1. Il est indiscutable que les psychanalystes revendiquent un déterminisme psychique, prima faciae, absolu, et excluant tout hasard et tout non-sens, et ce, depuis Freud jusqu’à nos jours. Sans une telle revendication, ils ne pourraient pas davantage prétendre mettre en oeuvre une thérapie fondée sur l’interprétation des associations « libres » d’un individu, et demander au patient de dire « tout ce qui lui passe par la tête », comme Freud le préconisait explicitement dans sa 3° leçon de psychanalyse.

2. Un tel déterminisme implique nécessairement l’affirmation que la théorie de l’inconscient psychodynamique est « complète »« exacte », puisque, exclure le hasard et le non-sens revient à exclure toute forme possible d’imprécision puis d’erreurs dans les projets de calcul d’un « inconscient » psychique freudien, d’une part, et, d’autre part, dans ses « résultats » (psychiques, somatiques,..).

3. Si cette théorie est « complète » ou « exacte » du fait du déterminisme qui la sous-tend, elle n’a nul besoin de tests pour être « prouvée ». D’ailleurs, elle rend logiquement impossible tout type de tests, puisque en excluant a priori toute possibilité d’erreur, on exclut, du même coup, toute sous-classe de falsificateurs potentiels de la théorie.

4. Comme il est impossible de déterminer, a priori, une mesure aussi précise qu’on voudrait, (toute entreprise de ce genre sombre inévitablement dans la régression à l’infini) et que le déterminisme psychanalytique implique pourtant cette possibilité ;  alors, il est indiscutable que tout le projet freudien, et tout types projets psychanalytiques, quels qu’ils soient, s’effondrent, par nature (trop déterministe) avant même d’avoir pu commencer.

5. On est donc parfaitement en droit de dire, que, en tant que discipline dotée de réels pouvoirs de descriptions, d’explications, et de prédictions, la psychanalyse n’a encore jamais existé, et qu’elle n’est qu’une « théorie zéro ».

6. On peut donc être certain, qu’aucune étude neuroscientifique ne parviendra jamais à corroborer le déterminisme psychique inconscient tel que les psychanalystes l’ont toujours envisagé, compte tenu, notamment, des nécessités de leur méthode thérapeutique.
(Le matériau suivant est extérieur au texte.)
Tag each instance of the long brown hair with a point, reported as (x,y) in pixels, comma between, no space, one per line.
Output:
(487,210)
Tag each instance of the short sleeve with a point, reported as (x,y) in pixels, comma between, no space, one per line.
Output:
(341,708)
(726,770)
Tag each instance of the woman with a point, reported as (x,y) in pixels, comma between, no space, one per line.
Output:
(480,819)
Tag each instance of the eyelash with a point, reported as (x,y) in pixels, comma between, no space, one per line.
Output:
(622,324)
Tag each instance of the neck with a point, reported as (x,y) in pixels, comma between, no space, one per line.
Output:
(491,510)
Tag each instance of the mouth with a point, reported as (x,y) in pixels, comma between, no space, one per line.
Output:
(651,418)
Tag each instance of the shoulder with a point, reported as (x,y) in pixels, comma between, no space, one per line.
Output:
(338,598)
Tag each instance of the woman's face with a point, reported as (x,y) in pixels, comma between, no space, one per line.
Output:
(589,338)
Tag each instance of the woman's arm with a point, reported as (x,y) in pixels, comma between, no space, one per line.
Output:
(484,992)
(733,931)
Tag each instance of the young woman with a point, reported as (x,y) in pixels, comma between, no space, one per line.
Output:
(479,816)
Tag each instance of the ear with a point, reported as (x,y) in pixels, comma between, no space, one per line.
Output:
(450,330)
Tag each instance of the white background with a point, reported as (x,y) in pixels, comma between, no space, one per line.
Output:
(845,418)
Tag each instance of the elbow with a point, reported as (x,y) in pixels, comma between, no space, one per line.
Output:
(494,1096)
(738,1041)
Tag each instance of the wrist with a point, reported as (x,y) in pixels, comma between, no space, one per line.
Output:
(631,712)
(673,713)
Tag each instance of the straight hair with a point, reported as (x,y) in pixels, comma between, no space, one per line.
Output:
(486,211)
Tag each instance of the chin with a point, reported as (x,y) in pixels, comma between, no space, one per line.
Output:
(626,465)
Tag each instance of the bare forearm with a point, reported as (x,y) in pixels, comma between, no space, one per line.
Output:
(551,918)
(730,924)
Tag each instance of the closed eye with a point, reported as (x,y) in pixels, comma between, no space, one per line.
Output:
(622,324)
Pour ce faire, il faudrait en effet qu’un projet de recherche neuroscientifique soit capable de calculer a priori la précision exacte des mesures possibles à partir desquelles l’on pourrait aussi calculer l’exactitude de conditions initiales de tests indépendants, par exemple dans l’observation des  futurs remaniements de la logique câblée de certains neurones, ou dans les modifications de certaines relations synaptiques, sous l’effet de l’interprétation réalisée par un analyste sur un patient.